Desde la altura de las ventanas sorprendidas de luz de los hoteles, los rostros curiosos de los turistas recorren la inmensidad poderosa de la Laguna que se adentra sin esfuerzo lamiendo los pies acorazados de metal de algunos negocios. Otros, en cambio, dispuestos a sobreponerse a la sorpresa, compran botas de goma o calzados de plástico, con los que burlar el contratiempo.

Al día siguiente, en los cafés y en las tiendas, la gente comenta, con voz hueca y marinera, cómo lograron vadear la riada salobre, con la paciencia rica y primitiva de quienes han visto subir las mareas tantas veces que ya no recuerdan cómo es el mundo seco de la tierra firme.

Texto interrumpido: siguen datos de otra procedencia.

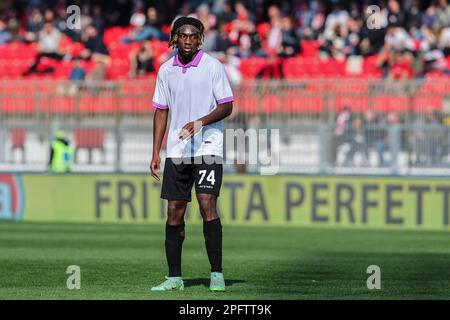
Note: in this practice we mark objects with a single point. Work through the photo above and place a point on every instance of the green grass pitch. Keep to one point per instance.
(124, 261)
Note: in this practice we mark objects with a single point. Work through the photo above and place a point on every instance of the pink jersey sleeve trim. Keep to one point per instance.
(225, 100)
(159, 106)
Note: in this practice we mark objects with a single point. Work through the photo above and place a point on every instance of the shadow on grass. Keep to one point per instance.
(205, 282)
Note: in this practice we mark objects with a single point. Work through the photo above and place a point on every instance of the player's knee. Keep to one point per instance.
(175, 212)
(208, 209)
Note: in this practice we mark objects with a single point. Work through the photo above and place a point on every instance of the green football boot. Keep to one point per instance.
(171, 283)
(217, 283)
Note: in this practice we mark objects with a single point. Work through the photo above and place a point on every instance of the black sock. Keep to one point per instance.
(212, 230)
(174, 243)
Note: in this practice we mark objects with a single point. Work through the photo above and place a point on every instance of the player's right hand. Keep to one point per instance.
(154, 167)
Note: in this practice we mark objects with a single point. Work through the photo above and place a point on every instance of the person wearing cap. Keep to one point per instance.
(141, 31)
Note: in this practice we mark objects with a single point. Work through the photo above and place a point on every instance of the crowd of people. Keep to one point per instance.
(411, 37)
(356, 134)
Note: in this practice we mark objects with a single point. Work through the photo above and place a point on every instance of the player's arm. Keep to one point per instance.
(159, 129)
(221, 112)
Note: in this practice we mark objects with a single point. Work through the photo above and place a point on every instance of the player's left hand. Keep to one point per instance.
(190, 129)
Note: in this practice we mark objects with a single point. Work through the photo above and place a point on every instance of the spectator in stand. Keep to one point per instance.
(48, 46)
(142, 61)
(396, 16)
(290, 42)
(78, 72)
(429, 18)
(210, 34)
(413, 15)
(5, 34)
(94, 45)
(304, 17)
(242, 25)
(13, 24)
(34, 25)
(442, 15)
(61, 24)
(142, 32)
(338, 16)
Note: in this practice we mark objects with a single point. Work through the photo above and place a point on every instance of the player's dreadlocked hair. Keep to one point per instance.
(197, 24)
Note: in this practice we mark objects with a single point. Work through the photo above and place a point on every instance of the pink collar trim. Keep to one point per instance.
(193, 63)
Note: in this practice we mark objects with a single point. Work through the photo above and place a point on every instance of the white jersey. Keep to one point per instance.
(190, 92)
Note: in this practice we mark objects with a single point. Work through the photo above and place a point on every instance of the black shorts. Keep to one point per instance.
(181, 173)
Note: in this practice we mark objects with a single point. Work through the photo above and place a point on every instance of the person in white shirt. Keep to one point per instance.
(194, 88)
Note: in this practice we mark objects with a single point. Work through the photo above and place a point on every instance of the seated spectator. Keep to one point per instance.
(442, 15)
(5, 34)
(142, 32)
(94, 45)
(77, 75)
(34, 25)
(48, 46)
(290, 42)
(142, 60)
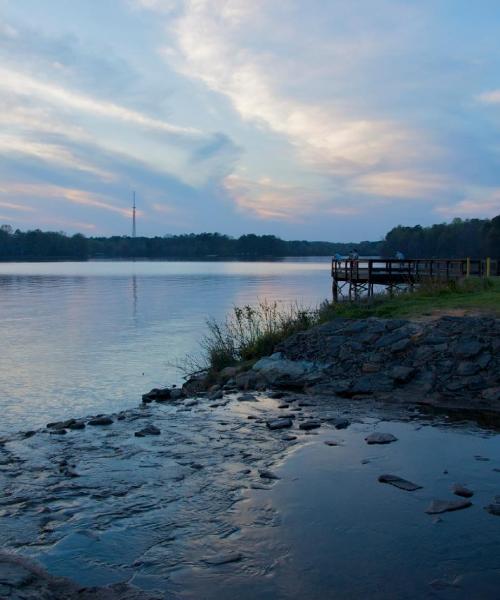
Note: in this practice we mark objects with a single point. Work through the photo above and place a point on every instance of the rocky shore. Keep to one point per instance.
(124, 497)
(449, 363)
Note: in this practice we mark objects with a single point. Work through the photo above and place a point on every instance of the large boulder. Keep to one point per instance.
(281, 372)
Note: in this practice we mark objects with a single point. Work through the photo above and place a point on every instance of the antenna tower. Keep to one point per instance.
(133, 216)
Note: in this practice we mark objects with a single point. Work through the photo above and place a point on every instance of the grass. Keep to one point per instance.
(251, 332)
(470, 295)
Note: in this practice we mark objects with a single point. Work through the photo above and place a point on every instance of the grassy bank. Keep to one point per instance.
(252, 332)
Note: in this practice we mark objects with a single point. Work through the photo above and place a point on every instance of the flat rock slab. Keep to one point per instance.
(101, 421)
(266, 474)
(308, 425)
(280, 423)
(247, 398)
(380, 438)
(460, 490)
(494, 507)
(148, 430)
(439, 506)
(224, 558)
(399, 482)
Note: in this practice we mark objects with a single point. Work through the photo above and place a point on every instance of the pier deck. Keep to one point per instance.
(359, 276)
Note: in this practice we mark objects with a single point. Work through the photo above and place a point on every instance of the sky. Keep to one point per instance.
(318, 119)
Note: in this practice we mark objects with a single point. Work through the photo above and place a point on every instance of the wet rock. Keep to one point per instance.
(176, 394)
(369, 384)
(468, 368)
(102, 420)
(461, 490)
(439, 506)
(380, 438)
(247, 398)
(311, 424)
(494, 507)
(402, 374)
(266, 474)
(399, 482)
(148, 430)
(340, 423)
(468, 349)
(223, 558)
(280, 423)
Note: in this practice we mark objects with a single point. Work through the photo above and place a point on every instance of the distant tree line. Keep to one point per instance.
(474, 238)
(19, 245)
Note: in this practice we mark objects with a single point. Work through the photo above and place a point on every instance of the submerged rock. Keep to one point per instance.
(439, 506)
(399, 482)
(100, 421)
(280, 423)
(223, 558)
(461, 490)
(148, 430)
(380, 438)
(266, 474)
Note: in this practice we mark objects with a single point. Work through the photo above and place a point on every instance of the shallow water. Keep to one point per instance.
(160, 511)
(80, 338)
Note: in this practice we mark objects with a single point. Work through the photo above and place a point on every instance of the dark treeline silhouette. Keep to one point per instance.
(474, 238)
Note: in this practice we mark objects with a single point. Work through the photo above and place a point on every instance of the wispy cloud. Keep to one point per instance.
(37, 192)
(26, 85)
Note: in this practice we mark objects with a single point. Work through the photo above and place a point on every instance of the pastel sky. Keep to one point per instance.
(317, 119)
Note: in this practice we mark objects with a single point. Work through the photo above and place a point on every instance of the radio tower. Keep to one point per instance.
(133, 216)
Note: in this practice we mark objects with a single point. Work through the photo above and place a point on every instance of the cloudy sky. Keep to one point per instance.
(317, 119)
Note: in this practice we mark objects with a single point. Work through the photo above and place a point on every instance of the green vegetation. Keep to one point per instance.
(252, 332)
(476, 238)
(468, 295)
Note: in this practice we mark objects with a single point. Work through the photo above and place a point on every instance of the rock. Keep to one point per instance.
(176, 394)
(468, 368)
(102, 420)
(277, 370)
(279, 423)
(439, 506)
(266, 474)
(460, 490)
(399, 482)
(369, 384)
(380, 438)
(311, 424)
(148, 430)
(402, 374)
(468, 349)
(491, 394)
(247, 398)
(224, 558)
(340, 423)
(494, 507)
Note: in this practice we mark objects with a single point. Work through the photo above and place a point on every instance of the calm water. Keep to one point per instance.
(82, 338)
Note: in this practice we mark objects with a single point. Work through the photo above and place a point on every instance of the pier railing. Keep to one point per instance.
(362, 274)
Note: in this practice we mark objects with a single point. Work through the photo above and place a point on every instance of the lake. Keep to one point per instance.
(86, 337)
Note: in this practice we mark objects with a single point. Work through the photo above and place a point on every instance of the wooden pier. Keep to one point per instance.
(355, 278)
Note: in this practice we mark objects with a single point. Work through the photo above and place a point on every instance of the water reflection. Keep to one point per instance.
(94, 336)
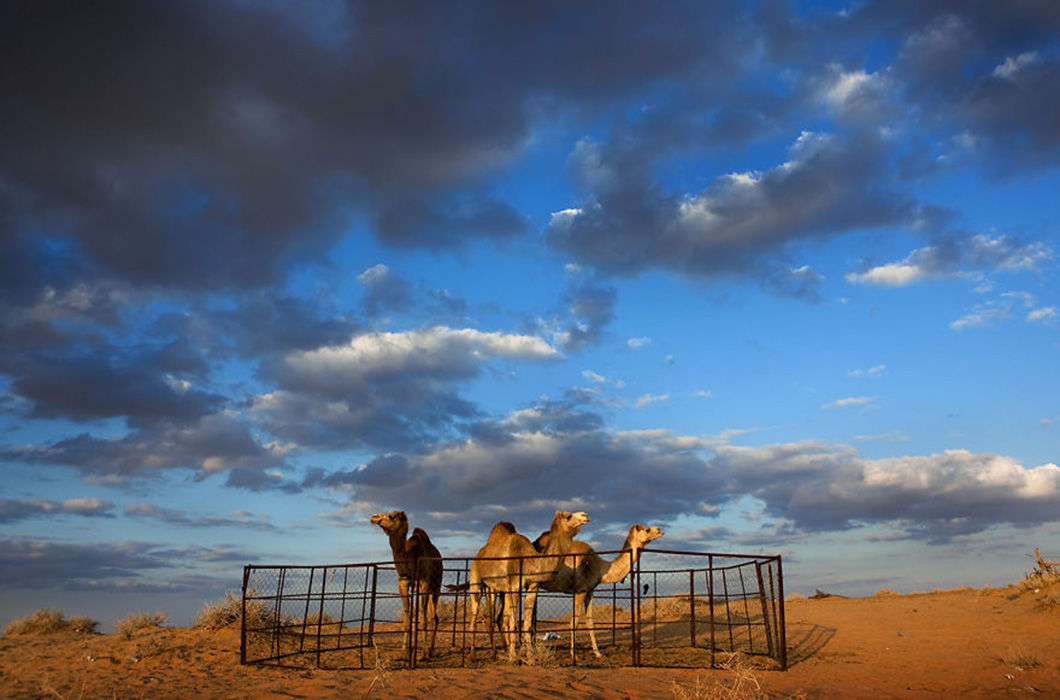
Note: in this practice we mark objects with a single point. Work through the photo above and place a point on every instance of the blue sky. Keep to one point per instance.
(775, 277)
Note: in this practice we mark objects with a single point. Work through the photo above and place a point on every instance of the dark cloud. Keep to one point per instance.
(181, 518)
(13, 509)
(386, 390)
(384, 291)
(39, 563)
(829, 185)
(592, 308)
(213, 443)
(212, 144)
(560, 456)
(95, 386)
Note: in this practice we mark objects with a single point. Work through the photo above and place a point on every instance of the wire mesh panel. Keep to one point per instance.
(672, 609)
(693, 606)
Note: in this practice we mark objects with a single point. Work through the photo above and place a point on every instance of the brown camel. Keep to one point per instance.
(584, 570)
(414, 558)
(509, 562)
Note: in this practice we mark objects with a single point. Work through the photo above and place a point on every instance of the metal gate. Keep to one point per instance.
(674, 609)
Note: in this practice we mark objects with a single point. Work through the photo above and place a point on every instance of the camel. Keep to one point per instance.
(414, 558)
(584, 570)
(509, 562)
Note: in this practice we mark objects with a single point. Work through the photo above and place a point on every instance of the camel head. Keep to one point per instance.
(392, 523)
(639, 536)
(568, 522)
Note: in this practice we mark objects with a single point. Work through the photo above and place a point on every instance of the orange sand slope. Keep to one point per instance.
(964, 643)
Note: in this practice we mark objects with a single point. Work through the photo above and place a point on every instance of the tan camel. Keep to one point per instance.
(584, 570)
(509, 562)
(414, 558)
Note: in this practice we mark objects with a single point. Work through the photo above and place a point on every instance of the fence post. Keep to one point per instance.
(691, 607)
(243, 617)
(765, 610)
(710, 602)
(782, 631)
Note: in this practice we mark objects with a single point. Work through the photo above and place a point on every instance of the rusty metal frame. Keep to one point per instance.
(288, 611)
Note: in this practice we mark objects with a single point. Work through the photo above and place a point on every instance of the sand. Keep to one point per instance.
(965, 643)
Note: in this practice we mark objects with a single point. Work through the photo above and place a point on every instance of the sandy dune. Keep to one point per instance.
(965, 643)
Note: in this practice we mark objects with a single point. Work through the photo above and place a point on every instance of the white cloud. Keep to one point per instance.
(955, 259)
(889, 275)
(439, 350)
(649, 399)
(1043, 315)
(593, 377)
(984, 315)
(1012, 65)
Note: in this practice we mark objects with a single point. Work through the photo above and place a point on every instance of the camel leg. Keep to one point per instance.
(473, 595)
(511, 628)
(496, 613)
(531, 600)
(429, 617)
(587, 612)
(406, 611)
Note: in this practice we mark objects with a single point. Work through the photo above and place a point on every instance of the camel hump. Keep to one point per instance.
(420, 545)
(504, 528)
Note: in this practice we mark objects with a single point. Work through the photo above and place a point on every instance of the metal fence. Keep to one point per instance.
(675, 609)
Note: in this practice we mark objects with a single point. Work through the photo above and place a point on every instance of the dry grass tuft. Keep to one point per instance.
(1020, 658)
(229, 611)
(742, 685)
(1043, 581)
(47, 622)
(135, 622)
(539, 652)
(382, 671)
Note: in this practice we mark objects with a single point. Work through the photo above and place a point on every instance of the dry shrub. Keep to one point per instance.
(742, 685)
(229, 611)
(1043, 581)
(47, 620)
(135, 622)
(539, 652)
(1046, 574)
(84, 625)
(1019, 658)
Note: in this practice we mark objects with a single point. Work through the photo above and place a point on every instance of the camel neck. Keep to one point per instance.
(622, 563)
(398, 543)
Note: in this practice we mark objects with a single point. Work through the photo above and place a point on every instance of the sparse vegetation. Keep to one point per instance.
(47, 622)
(742, 685)
(1020, 658)
(135, 622)
(539, 652)
(1043, 581)
(229, 610)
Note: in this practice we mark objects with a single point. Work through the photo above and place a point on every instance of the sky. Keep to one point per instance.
(776, 277)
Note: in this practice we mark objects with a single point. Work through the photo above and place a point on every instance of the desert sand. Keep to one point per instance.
(964, 643)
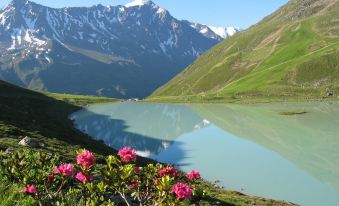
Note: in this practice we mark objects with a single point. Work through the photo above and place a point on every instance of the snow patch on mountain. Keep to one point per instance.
(138, 3)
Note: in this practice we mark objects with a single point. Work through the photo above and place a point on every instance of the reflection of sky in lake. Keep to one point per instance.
(247, 147)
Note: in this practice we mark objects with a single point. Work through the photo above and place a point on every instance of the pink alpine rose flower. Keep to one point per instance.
(50, 178)
(29, 189)
(64, 170)
(194, 175)
(82, 178)
(182, 190)
(86, 159)
(127, 155)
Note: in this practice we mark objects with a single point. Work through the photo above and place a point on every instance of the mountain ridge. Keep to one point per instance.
(291, 53)
(98, 50)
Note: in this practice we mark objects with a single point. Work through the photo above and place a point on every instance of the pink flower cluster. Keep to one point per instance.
(64, 170)
(85, 159)
(182, 190)
(82, 178)
(127, 155)
(168, 171)
(29, 189)
(194, 175)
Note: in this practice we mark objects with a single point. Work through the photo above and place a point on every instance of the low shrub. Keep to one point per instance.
(49, 181)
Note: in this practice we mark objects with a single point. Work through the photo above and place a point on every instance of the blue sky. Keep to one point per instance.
(241, 13)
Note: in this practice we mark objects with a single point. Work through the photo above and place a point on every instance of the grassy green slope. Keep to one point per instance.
(292, 53)
(45, 119)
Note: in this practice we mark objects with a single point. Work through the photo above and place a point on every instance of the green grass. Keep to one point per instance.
(289, 113)
(278, 58)
(44, 117)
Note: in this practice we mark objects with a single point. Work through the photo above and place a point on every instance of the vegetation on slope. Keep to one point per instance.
(294, 53)
(44, 118)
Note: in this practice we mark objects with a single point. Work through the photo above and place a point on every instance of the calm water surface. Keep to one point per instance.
(248, 148)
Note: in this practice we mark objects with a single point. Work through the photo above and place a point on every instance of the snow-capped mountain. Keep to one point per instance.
(225, 32)
(119, 51)
(214, 32)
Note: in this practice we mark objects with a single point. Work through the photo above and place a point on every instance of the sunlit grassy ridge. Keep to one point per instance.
(294, 53)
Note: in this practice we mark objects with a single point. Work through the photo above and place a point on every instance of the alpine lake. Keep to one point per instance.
(283, 151)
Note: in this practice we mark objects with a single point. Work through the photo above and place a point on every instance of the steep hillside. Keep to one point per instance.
(293, 53)
(44, 118)
(117, 51)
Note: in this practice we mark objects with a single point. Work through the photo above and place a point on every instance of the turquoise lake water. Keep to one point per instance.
(248, 148)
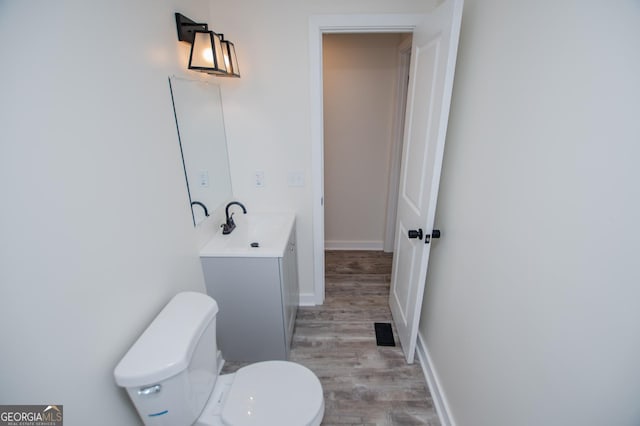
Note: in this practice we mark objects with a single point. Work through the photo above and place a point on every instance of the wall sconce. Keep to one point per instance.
(210, 53)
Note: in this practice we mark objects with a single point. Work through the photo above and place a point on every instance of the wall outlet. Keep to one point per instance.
(259, 179)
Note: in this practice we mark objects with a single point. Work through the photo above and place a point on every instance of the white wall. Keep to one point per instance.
(360, 77)
(267, 111)
(95, 232)
(532, 312)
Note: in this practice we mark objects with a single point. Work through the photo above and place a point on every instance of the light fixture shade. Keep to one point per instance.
(207, 53)
(230, 59)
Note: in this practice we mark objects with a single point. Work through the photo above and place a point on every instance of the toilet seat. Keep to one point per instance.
(274, 393)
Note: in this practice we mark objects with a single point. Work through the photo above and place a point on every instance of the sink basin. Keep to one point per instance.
(255, 235)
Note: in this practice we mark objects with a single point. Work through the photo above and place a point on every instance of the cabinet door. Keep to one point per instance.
(250, 318)
(290, 288)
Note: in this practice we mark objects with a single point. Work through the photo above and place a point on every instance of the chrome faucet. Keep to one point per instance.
(198, 203)
(228, 227)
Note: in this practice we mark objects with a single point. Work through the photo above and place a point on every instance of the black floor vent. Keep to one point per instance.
(384, 334)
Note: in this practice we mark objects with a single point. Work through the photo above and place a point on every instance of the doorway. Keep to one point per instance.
(365, 79)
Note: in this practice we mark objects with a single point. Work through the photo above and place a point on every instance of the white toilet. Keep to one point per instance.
(171, 375)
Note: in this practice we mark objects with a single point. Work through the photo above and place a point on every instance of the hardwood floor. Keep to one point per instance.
(364, 384)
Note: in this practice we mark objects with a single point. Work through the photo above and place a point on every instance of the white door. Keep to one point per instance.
(433, 57)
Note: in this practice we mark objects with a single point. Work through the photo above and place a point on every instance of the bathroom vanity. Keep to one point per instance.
(253, 275)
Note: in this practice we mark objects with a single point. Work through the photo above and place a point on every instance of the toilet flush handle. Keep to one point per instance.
(149, 390)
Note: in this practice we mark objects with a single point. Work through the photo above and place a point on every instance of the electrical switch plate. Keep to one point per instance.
(203, 176)
(259, 179)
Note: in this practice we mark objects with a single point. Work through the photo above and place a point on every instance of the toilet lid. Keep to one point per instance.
(274, 393)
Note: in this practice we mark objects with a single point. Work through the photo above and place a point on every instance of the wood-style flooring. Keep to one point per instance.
(364, 384)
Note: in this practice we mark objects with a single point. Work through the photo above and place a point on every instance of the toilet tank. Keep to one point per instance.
(171, 369)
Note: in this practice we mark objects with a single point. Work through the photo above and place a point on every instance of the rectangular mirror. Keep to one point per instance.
(200, 123)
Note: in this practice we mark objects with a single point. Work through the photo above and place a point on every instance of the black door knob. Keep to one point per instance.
(415, 234)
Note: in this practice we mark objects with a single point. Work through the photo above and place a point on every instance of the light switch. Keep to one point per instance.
(203, 178)
(259, 179)
(295, 179)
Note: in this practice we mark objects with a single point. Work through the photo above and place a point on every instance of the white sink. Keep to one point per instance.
(269, 230)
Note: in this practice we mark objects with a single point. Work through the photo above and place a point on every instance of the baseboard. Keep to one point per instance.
(307, 299)
(437, 394)
(354, 245)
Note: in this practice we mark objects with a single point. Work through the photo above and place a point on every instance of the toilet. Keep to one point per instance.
(171, 374)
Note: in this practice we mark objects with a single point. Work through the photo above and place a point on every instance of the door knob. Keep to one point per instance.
(434, 234)
(415, 234)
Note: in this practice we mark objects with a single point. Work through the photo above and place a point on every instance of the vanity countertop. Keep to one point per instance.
(270, 230)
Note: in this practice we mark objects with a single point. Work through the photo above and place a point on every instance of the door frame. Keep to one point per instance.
(395, 158)
(319, 25)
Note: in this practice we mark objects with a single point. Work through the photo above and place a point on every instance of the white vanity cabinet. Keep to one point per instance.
(256, 289)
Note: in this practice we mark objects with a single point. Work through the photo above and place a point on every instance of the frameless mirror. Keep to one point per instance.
(198, 110)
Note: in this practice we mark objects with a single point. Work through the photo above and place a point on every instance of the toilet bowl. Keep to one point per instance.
(171, 376)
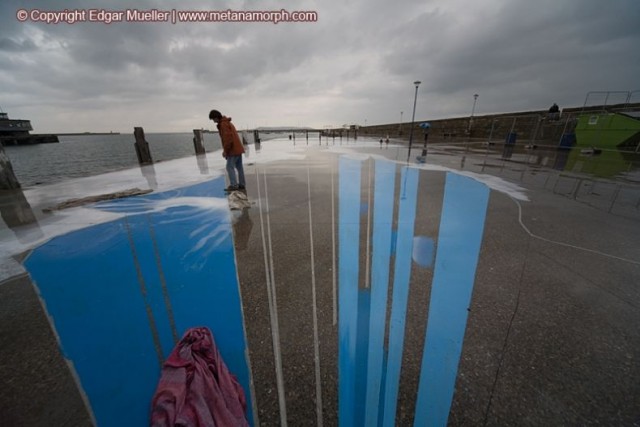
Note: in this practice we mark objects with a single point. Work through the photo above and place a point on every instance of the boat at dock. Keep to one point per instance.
(16, 132)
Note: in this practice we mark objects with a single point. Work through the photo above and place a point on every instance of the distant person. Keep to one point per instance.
(232, 150)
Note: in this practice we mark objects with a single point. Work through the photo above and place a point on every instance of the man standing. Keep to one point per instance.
(232, 149)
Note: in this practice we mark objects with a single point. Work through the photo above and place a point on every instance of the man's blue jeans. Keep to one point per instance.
(235, 163)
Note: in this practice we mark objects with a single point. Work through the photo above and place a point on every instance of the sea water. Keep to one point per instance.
(85, 155)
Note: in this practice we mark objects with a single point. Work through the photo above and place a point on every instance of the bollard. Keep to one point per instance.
(142, 147)
(198, 144)
(8, 180)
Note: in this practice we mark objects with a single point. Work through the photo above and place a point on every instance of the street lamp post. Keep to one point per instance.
(413, 118)
(475, 98)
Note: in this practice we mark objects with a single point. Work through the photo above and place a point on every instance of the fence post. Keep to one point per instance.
(142, 147)
(8, 180)
(198, 143)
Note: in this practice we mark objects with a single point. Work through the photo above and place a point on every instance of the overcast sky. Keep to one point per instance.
(356, 64)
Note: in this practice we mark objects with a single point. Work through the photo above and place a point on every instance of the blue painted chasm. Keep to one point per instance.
(103, 288)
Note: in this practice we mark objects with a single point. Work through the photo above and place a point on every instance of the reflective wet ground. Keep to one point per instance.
(481, 287)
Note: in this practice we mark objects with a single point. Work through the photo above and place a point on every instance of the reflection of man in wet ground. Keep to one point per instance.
(242, 226)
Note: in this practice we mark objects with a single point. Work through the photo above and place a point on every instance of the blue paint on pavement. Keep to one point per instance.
(348, 270)
(118, 293)
(402, 275)
(385, 176)
(460, 237)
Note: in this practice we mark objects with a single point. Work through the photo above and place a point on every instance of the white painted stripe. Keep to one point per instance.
(316, 341)
(333, 242)
(273, 308)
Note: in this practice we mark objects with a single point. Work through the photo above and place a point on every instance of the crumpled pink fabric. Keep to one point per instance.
(196, 388)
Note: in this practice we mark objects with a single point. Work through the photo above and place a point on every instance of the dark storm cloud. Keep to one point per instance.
(357, 62)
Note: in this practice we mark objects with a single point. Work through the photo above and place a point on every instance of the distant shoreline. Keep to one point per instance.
(88, 133)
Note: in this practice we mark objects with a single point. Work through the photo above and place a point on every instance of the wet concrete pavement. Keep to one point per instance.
(550, 335)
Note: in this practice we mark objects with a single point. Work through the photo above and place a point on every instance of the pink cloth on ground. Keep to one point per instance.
(196, 388)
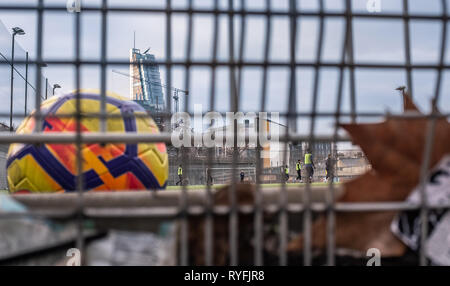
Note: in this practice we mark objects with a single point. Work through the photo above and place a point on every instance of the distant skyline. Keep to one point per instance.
(374, 41)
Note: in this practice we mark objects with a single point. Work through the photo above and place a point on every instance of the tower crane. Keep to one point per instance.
(176, 91)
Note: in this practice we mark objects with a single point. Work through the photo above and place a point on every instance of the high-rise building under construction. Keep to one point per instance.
(145, 80)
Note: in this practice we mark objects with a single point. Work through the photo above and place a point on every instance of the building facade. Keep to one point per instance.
(145, 80)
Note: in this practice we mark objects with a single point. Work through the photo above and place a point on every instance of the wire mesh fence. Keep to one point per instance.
(232, 214)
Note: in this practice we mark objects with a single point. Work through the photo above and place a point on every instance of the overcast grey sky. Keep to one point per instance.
(374, 41)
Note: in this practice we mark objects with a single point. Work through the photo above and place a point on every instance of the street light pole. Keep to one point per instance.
(16, 31)
(46, 87)
(26, 83)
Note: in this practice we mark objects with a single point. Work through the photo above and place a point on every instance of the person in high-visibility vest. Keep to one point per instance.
(180, 174)
(286, 172)
(309, 164)
(298, 168)
(329, 165)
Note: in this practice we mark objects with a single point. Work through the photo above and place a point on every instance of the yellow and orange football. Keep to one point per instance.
(52, 167)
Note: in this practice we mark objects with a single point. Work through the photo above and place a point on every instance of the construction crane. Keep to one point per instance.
(176, 91)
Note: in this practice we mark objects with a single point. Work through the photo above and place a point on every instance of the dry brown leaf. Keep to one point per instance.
(395, 149)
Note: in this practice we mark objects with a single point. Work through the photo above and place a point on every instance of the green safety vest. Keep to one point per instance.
(308, 158)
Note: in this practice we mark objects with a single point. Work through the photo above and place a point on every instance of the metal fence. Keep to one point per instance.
(235, 64)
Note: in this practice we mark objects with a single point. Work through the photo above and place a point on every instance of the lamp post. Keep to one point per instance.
(26, 83)
(46, 87)
(16, 31)
(55, 86)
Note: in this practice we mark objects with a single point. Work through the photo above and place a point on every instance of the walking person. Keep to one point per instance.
(209, 179)
(286, 172)
(329, 164)
(309, 165)
(180, 175)
(298, 168)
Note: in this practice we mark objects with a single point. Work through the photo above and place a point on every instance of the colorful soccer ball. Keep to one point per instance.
(52, 167)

Entre tanto, en las bocanas, el antiguo proyecto Moisés*, sigue su lento avance, superando largos procesos administrativos, políticos y técnicos, que ocupan ya, desde hace más de veinte años, las páginas incrédulas del “Gazzettino”. Pero nadie se impacienta, Venecia lleva en peligro tanto tiempo que todos esperan que siga sobreviviendo a la amenaza con la dignidad indiferente con la que lo ha hecho hasta ahora.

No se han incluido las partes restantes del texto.